Whether random coupling masks are used. If False, alternating checkered masks are used.
**kwargs
dict
Additional keyword arguments passed to GeneralCouplingTransform:
  • hidden_features: List of hidden layer sizes (default: [64, 64])
  • activation: Activation function (default: ReLU)
  • univariate: Univariate transformation constructor (default: MonotonicAffineTransform)

Usage Example

import torch
import zuko

# Create an unconditional RealNVP
flow = zuko.flows.RealNVP(
    features=10,
    transforms=5,
    hidden_features=[128, 128]
)

# Sample from the flow (fast!)
dist = flow()
samples = dist.sample((1000,))
print(samples.shape)  # torch.Size([1000, 10])

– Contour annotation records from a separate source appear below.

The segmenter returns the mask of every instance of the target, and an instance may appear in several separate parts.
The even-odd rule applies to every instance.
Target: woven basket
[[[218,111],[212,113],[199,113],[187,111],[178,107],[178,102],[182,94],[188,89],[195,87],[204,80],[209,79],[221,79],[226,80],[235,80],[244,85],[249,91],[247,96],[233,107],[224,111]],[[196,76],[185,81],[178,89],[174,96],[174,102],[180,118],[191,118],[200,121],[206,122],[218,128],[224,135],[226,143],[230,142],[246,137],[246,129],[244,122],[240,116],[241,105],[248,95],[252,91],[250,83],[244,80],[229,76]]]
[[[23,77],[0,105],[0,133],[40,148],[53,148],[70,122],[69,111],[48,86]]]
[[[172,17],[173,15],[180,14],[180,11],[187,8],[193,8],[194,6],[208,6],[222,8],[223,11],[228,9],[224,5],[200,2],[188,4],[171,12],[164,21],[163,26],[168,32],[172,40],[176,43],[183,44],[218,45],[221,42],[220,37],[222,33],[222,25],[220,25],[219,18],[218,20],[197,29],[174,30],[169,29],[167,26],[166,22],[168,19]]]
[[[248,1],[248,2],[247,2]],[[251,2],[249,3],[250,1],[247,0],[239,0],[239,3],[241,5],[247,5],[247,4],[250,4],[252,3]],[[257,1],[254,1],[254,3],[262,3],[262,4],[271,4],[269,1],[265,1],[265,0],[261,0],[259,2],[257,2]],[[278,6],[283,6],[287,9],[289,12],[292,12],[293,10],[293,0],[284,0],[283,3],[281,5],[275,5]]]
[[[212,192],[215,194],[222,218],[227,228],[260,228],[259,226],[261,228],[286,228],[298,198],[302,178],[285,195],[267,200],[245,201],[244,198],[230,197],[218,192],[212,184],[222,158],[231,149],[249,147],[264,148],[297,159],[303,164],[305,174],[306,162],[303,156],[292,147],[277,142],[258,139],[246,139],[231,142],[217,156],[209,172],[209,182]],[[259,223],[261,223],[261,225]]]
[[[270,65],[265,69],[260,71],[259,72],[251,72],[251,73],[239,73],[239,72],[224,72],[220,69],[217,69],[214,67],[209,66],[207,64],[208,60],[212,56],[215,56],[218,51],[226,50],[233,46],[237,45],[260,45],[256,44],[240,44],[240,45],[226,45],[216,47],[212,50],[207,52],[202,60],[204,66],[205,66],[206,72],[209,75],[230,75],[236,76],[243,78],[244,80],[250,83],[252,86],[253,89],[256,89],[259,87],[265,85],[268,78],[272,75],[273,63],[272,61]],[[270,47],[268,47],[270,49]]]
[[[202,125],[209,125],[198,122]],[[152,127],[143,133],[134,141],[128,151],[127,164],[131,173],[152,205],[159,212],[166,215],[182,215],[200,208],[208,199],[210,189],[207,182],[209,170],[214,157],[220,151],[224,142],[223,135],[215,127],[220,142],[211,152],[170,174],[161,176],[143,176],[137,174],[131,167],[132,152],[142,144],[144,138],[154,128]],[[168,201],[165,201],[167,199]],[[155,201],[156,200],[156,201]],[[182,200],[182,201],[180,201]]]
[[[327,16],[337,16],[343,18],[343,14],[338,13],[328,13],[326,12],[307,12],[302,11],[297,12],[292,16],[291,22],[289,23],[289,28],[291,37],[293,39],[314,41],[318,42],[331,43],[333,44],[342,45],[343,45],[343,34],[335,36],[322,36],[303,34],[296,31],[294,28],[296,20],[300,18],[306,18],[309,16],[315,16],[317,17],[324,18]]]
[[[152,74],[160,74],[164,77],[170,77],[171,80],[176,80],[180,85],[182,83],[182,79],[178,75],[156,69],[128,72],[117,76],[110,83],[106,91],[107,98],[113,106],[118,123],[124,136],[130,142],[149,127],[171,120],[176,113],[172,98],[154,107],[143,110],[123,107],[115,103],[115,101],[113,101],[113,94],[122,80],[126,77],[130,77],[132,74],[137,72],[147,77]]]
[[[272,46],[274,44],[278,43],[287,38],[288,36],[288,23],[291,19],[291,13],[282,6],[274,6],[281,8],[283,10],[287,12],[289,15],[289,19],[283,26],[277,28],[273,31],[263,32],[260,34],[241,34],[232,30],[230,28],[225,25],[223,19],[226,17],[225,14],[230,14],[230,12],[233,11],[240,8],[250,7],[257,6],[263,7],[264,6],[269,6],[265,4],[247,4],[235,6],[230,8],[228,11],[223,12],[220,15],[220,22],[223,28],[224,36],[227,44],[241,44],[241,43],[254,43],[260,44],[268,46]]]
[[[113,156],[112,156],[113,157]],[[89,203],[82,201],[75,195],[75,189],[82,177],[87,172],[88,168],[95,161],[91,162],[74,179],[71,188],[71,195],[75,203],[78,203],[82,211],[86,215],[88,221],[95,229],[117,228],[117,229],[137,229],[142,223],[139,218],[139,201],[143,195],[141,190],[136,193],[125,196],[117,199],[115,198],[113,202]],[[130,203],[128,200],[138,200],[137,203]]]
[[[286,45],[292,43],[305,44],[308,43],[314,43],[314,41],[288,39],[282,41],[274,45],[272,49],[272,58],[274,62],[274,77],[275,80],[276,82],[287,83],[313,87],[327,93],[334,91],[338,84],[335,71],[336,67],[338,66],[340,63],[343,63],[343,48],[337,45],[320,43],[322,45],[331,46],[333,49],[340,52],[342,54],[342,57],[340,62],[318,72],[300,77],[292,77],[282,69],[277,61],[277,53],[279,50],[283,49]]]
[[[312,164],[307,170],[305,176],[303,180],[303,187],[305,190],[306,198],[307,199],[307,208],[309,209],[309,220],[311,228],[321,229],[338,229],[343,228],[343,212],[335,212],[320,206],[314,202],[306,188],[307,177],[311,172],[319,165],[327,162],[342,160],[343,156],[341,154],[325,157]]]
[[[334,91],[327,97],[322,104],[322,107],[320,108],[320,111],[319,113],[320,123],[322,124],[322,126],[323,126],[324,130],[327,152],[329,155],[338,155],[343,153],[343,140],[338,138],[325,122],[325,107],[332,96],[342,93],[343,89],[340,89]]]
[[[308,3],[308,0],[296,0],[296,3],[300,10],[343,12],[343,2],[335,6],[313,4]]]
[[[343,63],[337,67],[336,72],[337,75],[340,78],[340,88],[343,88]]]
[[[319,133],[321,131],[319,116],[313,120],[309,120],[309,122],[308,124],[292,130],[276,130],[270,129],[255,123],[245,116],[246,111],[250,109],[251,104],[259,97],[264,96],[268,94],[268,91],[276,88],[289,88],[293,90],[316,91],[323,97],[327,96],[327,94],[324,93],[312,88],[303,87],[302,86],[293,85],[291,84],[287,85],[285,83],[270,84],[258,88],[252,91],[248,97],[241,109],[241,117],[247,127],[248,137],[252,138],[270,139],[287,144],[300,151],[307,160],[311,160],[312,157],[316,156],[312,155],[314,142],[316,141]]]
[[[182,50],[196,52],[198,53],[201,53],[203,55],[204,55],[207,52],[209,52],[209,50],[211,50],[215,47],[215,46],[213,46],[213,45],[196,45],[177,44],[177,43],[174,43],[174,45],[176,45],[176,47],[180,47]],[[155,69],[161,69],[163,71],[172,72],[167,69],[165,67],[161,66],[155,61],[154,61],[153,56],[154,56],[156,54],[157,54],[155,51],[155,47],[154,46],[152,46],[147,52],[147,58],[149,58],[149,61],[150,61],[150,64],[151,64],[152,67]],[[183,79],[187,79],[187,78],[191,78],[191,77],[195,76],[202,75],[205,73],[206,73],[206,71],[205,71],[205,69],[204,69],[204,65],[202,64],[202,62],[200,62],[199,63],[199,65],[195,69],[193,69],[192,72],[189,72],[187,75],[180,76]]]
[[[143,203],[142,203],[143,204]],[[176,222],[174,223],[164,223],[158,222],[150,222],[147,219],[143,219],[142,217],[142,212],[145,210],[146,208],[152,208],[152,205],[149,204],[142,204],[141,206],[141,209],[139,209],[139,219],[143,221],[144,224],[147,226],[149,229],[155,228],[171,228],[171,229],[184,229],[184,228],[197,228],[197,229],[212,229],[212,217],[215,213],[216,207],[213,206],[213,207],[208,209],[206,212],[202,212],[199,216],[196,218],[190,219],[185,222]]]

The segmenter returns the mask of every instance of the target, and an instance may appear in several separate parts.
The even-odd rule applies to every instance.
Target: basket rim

# Compute log probabilities
log_prob = dist.log_prob(samples)
print(log_prob.shape)  # torch.Size([1000])

Conditional Flow

# Create a conditional RealNVP
flow = zuko.flows.RealNVP(
    features=5,
    context=3,
    transforms=4
)

# Sample conditioned on context
context = torch.randn(3)
dist = flow(context)
samples = dist.sample((100,))

Training Example

import torch.optim as optim

flow = zuko.flows.RealNVP(
    features=8,
    transforms=5,
    hidden_features=[256, 256]
)

optimizer = optim.Adam(flow.parameters(), lr=1e-3)

for epoch in range(100):
    for x in dataloader:
        optimizer.zero_grad()
        
        # Maximum likelihood training
        loss = -flow().log_prob(x).mean()
        
        loss.backward()
        optimizer.step()

Random Masks

# Use random masks instead of alternating
flow = zuko.flows.RealNVP(
    features=20,
    transforms=5,
    randmask=True  # Better mixing for structured data
)

Methods

forward(c=None)

Returns a normalizing flow distribution. Arguments:
  • c (Tensor, optional): Context tensor of shape (*, context)
Returns:
  • NormalizingFlow: A distribution with the following methods:
    • sample(shape): Sample from the distribution (fast, parallel)
    • log_prob(x): Compute log probability (fast, parallel)
    • rsample(shape): Reparameterized sampling

When to Use RealNVP

Good for:
  • Real-time generation and sampling
  • Large-scale datasets (fast training)
  • Applications requiring bidirectional speed
  • Image generation (with spatial coupling)
Consider alternatives if:
  • You need maximum expressivity (use NSF or NAF)
  • You have very complex, multimodal distributions
  • Features are highly correlated in complex ways

Tips

  1. More transformations: Since each layer only transforms half the features, use more transformations (5-10) compared to autoregressive flows.
  2. Random masks: Set randmask=True when your features have inherent structure or ordering.
  3. Deeper networks: Coupling layers have less capacity, so use larger hidden layers [256, 256] or [512, 512].
  4. Preprocessing: Combine with activation normalization or batch normalization for better performance.

Architecture Details

RealNVP uses coupling transformations:
  • Base distribution: Diagonal Gaussian N(0, I)
  • Coupling mechanism: Split features into two groups using a binary mask
  • Transformation: First group unchanged, second group transformed based on first
  • Neural network: Standard MLP (no masking needed)
Each coupling layer:
# Binary mask splits features
y_a = x_a  # First half unchanged
y_b = x_b * exp(s(x_a, c)) + t(x_a, c)  # Second half transformed
where s and t are neural networks, and c is optional context.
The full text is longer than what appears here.